Virtual and Augmented Reality

Virtual and augmented reality are also incredibly useful tools to educate users in unique and compelling ways. As part of a project to reproduce the ancient Egypt ‘Dream Stela’ monument, Harvard university have created an AR app that educates people about the history of the Sphinx allowing users to visually explore a part of history by simply using their mobile phone. Similarly, VR allows players to explore environments. Working with Poppyscotland , Abertay University and Ruffian Games, Pocket Sized Hands created Their Memory. Their Memory explores the memories of veterans of British Army veterans who work at a poppy factory. Through virtual reality, you can listen to the stories of the veterans whilst experiencing the unique environment of the factory in which they work at. Presenting the veterans memories through VR allows people to learn about their lives in a unique and engaging way. Their Memory is a great example of how VR can provide educational, visual experiences.



Their Memory

Research Projects

Cambridge University has previously worked with games company Ninja Theory to better represent mental illness. Working closely with neuroscientist and psychosis expert Professor Paul Fletcher, Cambridge University were able to contribute to the development of Hellblade: Senuas Sacrifice and ensure the portrayal of mental health in the game was accurate.

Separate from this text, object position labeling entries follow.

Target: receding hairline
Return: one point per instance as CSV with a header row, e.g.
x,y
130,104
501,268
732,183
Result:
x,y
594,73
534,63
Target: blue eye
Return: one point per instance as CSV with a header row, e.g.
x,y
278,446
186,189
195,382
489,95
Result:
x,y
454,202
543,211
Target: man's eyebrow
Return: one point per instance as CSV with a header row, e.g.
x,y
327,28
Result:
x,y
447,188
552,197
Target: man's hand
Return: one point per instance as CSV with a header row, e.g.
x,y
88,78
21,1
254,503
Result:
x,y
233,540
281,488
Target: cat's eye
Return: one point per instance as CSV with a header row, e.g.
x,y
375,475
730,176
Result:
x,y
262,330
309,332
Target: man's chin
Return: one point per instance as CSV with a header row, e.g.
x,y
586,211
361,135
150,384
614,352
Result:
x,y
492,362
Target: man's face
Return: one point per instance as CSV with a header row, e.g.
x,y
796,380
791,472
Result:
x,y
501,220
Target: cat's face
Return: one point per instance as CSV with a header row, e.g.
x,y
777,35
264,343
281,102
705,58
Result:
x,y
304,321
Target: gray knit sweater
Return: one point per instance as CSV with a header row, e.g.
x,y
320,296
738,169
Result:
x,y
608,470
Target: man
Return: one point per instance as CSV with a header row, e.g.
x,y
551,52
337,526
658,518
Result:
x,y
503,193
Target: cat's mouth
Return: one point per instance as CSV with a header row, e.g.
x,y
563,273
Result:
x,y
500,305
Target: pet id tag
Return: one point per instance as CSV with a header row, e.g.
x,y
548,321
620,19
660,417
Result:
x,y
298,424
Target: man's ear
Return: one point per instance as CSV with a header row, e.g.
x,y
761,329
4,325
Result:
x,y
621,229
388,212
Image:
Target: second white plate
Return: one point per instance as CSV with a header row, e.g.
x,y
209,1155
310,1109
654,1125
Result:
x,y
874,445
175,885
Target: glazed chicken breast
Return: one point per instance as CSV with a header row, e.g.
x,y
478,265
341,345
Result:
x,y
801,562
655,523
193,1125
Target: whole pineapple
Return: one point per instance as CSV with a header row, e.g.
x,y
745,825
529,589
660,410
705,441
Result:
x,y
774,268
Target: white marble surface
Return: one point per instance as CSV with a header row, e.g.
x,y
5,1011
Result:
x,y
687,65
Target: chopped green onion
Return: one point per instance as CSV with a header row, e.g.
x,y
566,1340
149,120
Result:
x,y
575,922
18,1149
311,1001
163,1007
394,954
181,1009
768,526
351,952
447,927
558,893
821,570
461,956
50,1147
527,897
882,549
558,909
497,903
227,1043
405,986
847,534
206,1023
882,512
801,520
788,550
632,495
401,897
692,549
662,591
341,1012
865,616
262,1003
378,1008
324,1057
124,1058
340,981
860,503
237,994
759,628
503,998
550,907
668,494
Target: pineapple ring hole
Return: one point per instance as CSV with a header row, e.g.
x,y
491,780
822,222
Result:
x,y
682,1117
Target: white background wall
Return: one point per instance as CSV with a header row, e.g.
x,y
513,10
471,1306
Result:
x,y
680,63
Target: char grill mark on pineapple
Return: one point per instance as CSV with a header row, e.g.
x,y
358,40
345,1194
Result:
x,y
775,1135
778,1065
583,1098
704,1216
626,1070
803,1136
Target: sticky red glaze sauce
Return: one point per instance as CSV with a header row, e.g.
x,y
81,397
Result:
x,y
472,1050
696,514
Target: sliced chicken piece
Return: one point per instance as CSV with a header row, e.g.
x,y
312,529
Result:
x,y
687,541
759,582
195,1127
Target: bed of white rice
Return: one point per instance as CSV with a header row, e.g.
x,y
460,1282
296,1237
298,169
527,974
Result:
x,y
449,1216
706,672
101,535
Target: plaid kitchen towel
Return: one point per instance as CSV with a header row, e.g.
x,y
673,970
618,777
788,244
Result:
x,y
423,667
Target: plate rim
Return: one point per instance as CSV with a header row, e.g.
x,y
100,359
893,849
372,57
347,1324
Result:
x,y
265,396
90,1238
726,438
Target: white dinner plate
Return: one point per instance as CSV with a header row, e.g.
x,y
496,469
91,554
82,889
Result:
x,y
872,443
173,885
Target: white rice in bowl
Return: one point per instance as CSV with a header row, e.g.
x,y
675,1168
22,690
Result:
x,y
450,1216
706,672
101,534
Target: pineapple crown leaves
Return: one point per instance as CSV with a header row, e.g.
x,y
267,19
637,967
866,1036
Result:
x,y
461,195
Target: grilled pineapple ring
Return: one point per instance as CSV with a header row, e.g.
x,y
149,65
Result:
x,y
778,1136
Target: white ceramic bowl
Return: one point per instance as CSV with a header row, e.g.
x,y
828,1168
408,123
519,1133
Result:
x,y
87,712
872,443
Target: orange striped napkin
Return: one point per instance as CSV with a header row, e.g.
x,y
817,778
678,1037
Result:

Gamification has proven to be an effective tool for a range of different research projects. Developed by University of Aarhus, Quantum Moves is a game in which the user transport atoms by manipulating an energy potential. The game is a real-world simulation of actual atoms and by playing the game, the solution the player comes up with will be to develop a quantum computer at the University of Aarhus. Quantum Moves is a great example of a gamified research project that has impacted the real world.

A similar game is a game made by students of Abertay University called Project Sanitarium. In Project Sanitarium, users are tasked with treating TB suffers using a finite amount of resources. With the information gathered from players, it is hoped the game could benefit in creating new drug treatments for TB.



Project Sanitarium

Games are an incredibly powerful tool to engage and educate people of all ages and backgrounds. Pocket Sized Hands have proved that games can just as effective at teach and researching as other traditional methods.